I still worry about what it’s going to be like when Tommy becomes mobile, but who doesn’t? Several people with cats have assured me that having the cats right from the start (as opposed to adopting them later on with young kids) will help them with the transition. Cats are also pretty good at getting out of harm’s way but still sticking close by. Instead of getting down on the floor with Tommy, they’re likely to hang out on top of the couch instead.
#3 What has surprised you the most about parenthood?
In less seriousness, the notion of working on anything in 20-minute segments or less has never been more real, and I had no idea that one infant would create so much laundry. I have never done anywhere close to this much laundry in my life, especially during the first few weeks with Tommy. Also, again (I talked about this concept more in the two month update), I’d never spent much time around a newborn before and can’t believe how they simultaneously can and can’t do so much all at once.

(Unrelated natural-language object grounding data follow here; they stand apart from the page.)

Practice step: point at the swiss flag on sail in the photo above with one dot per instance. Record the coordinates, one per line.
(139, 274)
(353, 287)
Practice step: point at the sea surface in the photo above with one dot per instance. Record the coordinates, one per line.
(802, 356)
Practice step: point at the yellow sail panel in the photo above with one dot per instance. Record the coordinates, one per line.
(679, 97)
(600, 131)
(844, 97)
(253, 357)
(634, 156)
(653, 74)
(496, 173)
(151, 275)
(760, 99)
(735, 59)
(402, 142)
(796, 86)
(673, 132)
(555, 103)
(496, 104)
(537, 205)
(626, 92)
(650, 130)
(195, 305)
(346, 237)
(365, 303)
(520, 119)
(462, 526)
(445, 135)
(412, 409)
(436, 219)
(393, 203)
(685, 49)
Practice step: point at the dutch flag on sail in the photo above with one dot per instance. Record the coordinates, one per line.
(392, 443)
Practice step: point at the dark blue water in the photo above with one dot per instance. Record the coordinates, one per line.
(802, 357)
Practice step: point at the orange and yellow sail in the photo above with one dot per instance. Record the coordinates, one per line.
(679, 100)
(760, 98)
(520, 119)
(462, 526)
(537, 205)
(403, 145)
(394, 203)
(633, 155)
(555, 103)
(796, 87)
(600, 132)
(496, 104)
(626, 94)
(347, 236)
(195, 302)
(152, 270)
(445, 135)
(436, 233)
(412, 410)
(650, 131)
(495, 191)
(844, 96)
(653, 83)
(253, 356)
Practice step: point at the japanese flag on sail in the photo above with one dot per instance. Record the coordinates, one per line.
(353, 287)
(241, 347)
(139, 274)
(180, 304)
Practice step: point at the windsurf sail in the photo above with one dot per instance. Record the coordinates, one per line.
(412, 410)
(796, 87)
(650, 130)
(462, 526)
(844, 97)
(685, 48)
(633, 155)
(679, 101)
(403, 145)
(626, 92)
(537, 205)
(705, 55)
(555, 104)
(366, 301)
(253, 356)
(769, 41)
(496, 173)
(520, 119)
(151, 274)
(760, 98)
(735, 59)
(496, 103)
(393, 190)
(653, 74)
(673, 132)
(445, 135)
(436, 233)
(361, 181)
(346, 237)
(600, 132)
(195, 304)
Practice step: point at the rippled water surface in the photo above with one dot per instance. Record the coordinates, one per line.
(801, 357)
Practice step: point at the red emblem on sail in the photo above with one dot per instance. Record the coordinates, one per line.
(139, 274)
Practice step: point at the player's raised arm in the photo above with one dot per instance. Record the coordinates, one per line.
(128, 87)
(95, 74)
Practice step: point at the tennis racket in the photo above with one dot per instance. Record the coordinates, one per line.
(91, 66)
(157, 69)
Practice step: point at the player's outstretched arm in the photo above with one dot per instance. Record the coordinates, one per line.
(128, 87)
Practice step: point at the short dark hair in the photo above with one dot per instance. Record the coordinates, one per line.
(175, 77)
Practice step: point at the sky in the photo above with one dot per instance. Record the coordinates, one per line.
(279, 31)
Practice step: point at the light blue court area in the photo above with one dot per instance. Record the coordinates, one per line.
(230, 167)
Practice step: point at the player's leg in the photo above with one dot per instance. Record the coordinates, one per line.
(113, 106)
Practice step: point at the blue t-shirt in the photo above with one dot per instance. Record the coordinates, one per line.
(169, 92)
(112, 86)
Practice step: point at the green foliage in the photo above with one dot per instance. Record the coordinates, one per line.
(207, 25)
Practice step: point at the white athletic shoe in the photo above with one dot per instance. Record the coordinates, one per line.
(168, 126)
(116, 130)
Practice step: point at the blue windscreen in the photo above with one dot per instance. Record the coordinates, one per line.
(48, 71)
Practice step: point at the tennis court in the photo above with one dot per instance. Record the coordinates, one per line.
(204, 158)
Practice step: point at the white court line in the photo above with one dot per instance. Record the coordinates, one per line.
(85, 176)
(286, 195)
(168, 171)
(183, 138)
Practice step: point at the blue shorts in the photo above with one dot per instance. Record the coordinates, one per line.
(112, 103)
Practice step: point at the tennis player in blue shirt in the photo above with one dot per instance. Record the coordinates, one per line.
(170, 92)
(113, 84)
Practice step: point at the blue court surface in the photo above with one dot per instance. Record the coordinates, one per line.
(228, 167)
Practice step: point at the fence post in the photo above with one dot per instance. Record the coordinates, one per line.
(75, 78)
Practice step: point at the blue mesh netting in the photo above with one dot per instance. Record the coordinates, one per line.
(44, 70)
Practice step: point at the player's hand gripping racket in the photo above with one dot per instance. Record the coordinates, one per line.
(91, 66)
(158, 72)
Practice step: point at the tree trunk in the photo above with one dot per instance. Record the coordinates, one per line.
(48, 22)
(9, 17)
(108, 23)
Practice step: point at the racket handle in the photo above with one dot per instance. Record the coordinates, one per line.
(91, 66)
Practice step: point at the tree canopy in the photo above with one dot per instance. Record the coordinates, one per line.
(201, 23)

In seriousness, there are a couple aspects of parenthood that have surprised me a lot. The first aspect is how different my perspective is at 34 than it would have been at 24. At 24, I was newly married and just a year out of college. We actually didn’t start trying to have kids until I was 28. My perspective still would have been very different at 28 when I was brand new to Milwaukee with no job, no close friends in the area, and no adult routine in the city. Again, during medical school, school and work consumed most of our lives. We did get together with family and friends occasionally (we didn’t have nearly as many family and friends closeby as we do now) and would go out to eat once a week or every other week or so. That was about it.
Now at 34, I’m used to going out to eat regularly, visiting family and friends basically whenever I want, and attending all sorts of events in Milwaukee, again, pretty much as I want to do so. I absolutely don’t expect to keep doing exactly what I’ve done the past six years with a newborn. But I’d also go crazy sitting at home all day with a baby, especially in the summer. I’ve been working to maintain a balance of getting out enough that I stay sane but not doing so much that we’re both exhausted and overstimulated all the time.

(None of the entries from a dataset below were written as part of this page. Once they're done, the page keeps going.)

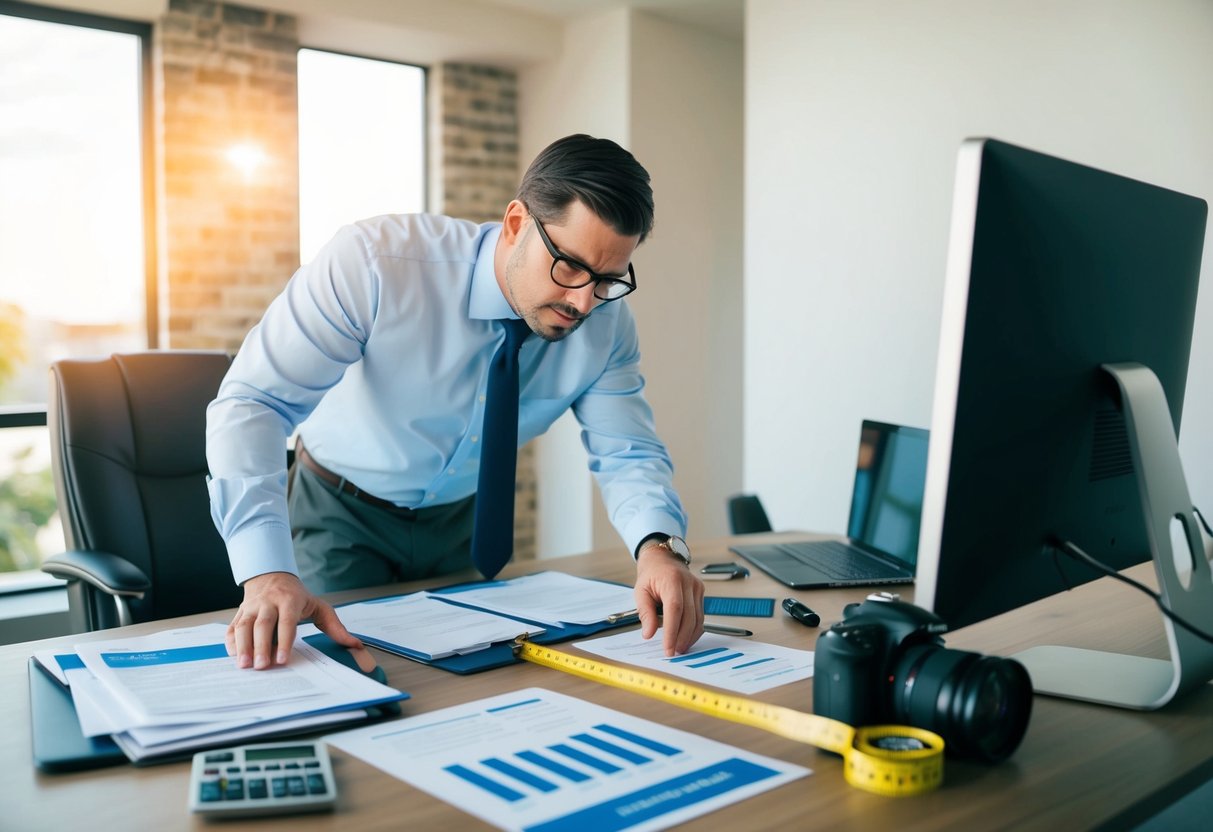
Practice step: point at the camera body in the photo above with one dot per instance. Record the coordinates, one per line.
(886, 664)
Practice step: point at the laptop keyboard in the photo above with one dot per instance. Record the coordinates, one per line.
(837, 559)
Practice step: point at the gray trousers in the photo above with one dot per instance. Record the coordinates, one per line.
(342, 542)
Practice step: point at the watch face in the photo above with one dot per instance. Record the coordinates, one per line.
(678, 546)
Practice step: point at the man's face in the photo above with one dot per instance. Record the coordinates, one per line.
(552, 311)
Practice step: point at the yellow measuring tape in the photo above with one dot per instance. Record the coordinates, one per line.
(893, 771)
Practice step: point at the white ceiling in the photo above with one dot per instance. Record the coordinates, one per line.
(723, 17)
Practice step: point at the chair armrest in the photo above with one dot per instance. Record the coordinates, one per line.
(108, 573)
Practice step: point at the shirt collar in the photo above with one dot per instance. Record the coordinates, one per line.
(485, 300)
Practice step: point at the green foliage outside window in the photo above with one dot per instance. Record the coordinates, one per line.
(27, 497)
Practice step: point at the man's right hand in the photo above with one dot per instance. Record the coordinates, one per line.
(273, 605)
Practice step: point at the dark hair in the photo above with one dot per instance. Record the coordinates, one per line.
(597, 171)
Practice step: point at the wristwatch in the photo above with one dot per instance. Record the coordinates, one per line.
(677, 547)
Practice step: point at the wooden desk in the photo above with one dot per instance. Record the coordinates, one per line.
(1078, 767)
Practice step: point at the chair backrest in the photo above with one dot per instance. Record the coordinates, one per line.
(129, 455)
(746, 514)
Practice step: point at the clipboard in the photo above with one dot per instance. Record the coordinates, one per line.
(58, 744)
(500, 654)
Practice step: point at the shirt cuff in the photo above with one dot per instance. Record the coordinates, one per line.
(260, 550)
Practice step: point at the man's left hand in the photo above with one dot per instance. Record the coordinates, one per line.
(665, 580)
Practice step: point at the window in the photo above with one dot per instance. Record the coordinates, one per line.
(74, 248)
(362, 142)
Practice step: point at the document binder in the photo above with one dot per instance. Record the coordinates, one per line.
(501, 654)
(58, 744)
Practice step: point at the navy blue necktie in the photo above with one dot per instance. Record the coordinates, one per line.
(493, 534)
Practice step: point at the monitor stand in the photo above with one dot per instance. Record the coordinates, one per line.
(1137, 682)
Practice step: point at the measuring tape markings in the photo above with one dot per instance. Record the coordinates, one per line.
(889, 771)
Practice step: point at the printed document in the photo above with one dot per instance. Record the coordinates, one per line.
(723, 661)
(551, 598)
(536, 759)
(184, 676)
(432, 628)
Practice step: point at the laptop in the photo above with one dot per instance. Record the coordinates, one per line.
(886, 512)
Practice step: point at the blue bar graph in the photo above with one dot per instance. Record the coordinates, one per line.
(611, 748)
(552, 765)
(488, 785)
(660, 798)
(643, 741)
(751, 664)
(584, 758)
(717, 660)
(518, 774)
(693, 656)
(517, 782)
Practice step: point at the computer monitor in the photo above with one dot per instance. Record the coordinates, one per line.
(1069, 307)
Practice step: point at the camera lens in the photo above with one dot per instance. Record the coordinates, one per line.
(978, 704)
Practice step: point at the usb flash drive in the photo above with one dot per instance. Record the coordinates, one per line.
(801, 613)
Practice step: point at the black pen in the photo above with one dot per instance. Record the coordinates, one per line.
(801, 613)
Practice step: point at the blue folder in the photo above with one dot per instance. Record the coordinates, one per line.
(60, 746)
(495, 655)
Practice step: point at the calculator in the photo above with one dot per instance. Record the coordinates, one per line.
(267, 779)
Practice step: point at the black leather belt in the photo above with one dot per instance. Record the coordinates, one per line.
(337, 480)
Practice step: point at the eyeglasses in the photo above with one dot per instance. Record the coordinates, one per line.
(570, 273)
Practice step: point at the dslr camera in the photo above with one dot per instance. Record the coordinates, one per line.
(886, 664)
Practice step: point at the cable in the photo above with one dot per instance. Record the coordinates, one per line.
(1075, 552)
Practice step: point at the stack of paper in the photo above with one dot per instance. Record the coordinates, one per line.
(471, 617)
(178, 690)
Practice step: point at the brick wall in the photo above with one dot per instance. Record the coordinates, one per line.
(227, 74)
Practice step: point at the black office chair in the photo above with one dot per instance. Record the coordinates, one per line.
(129, 454)
(746, 514)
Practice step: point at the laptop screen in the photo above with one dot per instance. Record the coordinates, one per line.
(890, 474)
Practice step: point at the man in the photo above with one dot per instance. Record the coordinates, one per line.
(380, 351)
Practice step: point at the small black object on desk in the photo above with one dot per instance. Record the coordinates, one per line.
(801, 613)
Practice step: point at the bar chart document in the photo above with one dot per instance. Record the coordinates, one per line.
(734, 664)
(541, 761)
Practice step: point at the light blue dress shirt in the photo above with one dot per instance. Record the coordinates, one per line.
(379, 351)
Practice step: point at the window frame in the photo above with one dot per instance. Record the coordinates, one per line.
(427, 137)
(23, 416)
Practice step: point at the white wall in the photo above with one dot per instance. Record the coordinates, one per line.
(582, 89)
(672, 95)
(687, 129)
(854, 113)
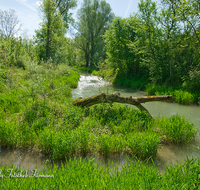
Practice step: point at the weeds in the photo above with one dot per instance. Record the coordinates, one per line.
(84, 174)
(36, 111)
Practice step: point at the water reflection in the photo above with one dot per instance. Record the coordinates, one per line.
(92, 85)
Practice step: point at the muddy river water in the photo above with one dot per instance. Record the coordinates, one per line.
(91, 85)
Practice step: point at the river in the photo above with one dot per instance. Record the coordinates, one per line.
(92, 85)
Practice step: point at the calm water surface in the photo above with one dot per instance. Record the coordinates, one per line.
(92, 85)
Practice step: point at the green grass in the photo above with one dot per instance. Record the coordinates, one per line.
(36, 111)
(176, 129)
(84, 174)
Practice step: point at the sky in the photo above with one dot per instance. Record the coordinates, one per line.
(28, 11)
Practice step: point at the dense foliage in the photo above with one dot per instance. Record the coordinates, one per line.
(160, 44)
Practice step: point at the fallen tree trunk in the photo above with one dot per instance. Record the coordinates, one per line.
(103, 98)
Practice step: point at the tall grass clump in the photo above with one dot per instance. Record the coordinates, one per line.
(176, 129)
(85, 174)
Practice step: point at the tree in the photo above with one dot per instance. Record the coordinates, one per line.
(50, 38)
(9, 23)
(94, 17)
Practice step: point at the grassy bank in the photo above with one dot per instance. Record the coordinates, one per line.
(36, 111)
(82, 174)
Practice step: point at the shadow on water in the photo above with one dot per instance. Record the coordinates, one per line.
(92, 85)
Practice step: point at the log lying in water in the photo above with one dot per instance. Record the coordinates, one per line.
(103, 98)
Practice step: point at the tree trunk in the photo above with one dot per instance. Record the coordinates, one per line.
(103, 98)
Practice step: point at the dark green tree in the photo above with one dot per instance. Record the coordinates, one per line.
(93, 19)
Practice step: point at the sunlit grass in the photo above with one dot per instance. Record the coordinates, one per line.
(85, 174)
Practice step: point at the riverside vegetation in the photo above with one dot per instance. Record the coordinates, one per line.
(36, 111)
(35, 90)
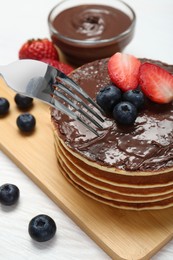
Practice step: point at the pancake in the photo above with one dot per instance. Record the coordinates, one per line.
(125, 167)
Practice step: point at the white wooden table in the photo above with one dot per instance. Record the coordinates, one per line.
(22, 20)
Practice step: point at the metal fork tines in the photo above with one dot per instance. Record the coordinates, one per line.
(39, 80)
(67, 90)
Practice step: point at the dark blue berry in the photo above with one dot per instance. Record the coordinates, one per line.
(108, 97)
(42, 228)
(22, 101)
(9, 194)
(136, 97)
(26, 122)
(125, 113)
(4, 106)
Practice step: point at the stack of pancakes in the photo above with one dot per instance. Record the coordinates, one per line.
(125, 167)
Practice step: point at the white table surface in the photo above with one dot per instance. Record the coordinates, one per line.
(22, 20)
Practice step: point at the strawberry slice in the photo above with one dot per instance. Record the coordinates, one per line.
(123, 70)
(156, 83)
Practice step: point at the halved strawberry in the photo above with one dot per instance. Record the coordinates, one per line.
(38, 49)
(123, 70)
(156, 83)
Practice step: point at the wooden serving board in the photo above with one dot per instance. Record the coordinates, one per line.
(122, 234)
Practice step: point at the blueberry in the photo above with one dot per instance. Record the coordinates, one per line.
(9, 194)
(26, 122)
(42, 228)
(125, 113)
(22, 101)
(4, 106)
(108, 97)
(136, 97)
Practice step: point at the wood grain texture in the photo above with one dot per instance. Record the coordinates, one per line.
(122, 234)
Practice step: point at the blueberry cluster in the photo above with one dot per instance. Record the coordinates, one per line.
(26, 122)
(42, 227)
(122, 106)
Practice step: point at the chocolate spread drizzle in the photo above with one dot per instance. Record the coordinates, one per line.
(145, 146)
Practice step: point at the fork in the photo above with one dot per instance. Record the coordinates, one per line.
(39, 80)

The whole “huge adjustment” aspect of having kids is also so different at 34. Over the past 10 and a half years, Jake and I have lived in three states and four residences. To say we’ve already undergone multiple major transitions together is a huge understatement. I’m not trying to minimize the adjustment of having a child, but again, it’s not the adjustment it would have been at 24 that it is at 34.
The second aspect is how much I already want a second child. We’ve always known that we’ve wanted at least two kids. When you’re facing infertility, all you can focus on is the first kid. My perspective changed almost as soon as we left the hospital, which shocked me. We will be forever grateful for Tommy and that will never change, even if he’s the only child we ever have. But I do want another one and am already thinking about how that adopting that child is sure to go differently from Tommy’s adoption, whether it will be a boy or a girl, how I want to decorate nursery #2, etc.
Finally, somehow, in two months, I haven’t had to field any questions or comments about the following topics.
- Why I’m bottle feeding instead of breastfeeding my newborn baby.
- How I could possibly be old enough to have children.
- How much it cost to adopt a child.
I have had several people offer to buy Tommy when I’m waiting to check out at the grocery store or Target. I know people mean it to be flattering, but it’s pretty creepy.
What questions did you answer all the time with your babies? Were there questions that did or didn’t surprise you?